With that being said, managing personal projects is simpler than "management" which involves human interations.

In short, start with a basic pen, paper or notepad-like software. Update it as shortcomings appear. Managing is like designing data structures or databases: it involves "reads" and "writes" (I actually mean "search and read" and "search and write", to be percise), starts simply, and is designed around use cases.

I've applied this to cooking. I used to struggle finding spices in a deep drawer. I realized they were organized like a stack, making it difficult to reach the ones at the back. I moved them to a wider drawer. The frequent used ones shuffles to the front, whereas the less used are left in the back. And with time, I memorized their rough locations.

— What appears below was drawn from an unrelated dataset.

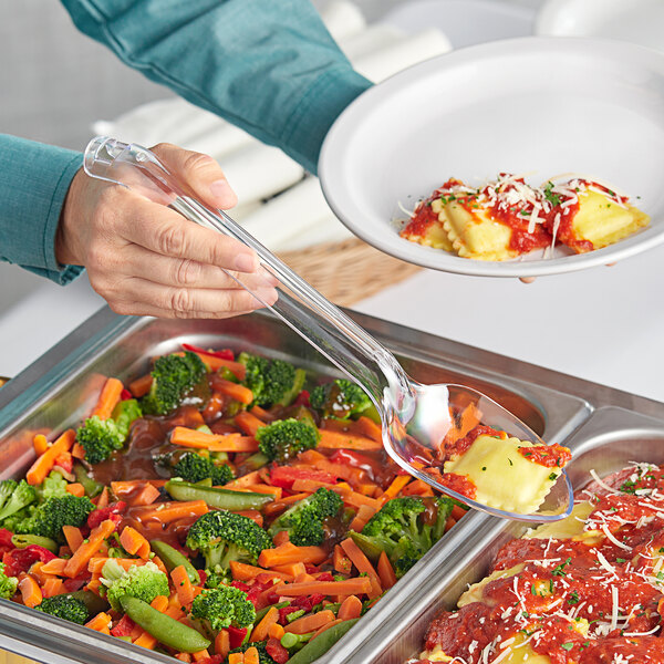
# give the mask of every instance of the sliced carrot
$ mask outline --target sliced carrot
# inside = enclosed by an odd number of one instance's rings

This process mirrored data structure design: starting with a minimal structure (linked list), moving to a more complex one when it becomes slow (search trees), and further improving it when it gets imbalanced (AVL tree). You'll not going to invent red–black tree in the first place - even copy it from the text book is a pain.

This perspective can be applied to anything - digital data, paper systems, or physical spaces. 'Reads' and 'writes' costs are determined by the system you use. System efficiency depends on its use case and time as costs are "amortized".

A few examples:

Diary: Easy to write, harder to read. Low overhead makes it enjoyable to write.

Dictionary: Takes longer to write, quicker to read. The large audience justifies the high writing cost for well-organized indexes.

Research notes: Balanced read-write (citations and knowledge graph). Constantly evolving knowledge even makes folders inadequate, hence the popularity of software like Obsidian and systems like Zettelkastens. But such systems take efforts to build so most people adopt instead of developing their own.

RDBMS: Balanced read-write but difficult to develop.

Kafka-ish DB: Designed for high-speed writing. RDBMS is too slow for its use case due to constant indexing.

Your system will depend on your use case, which will emerge over time.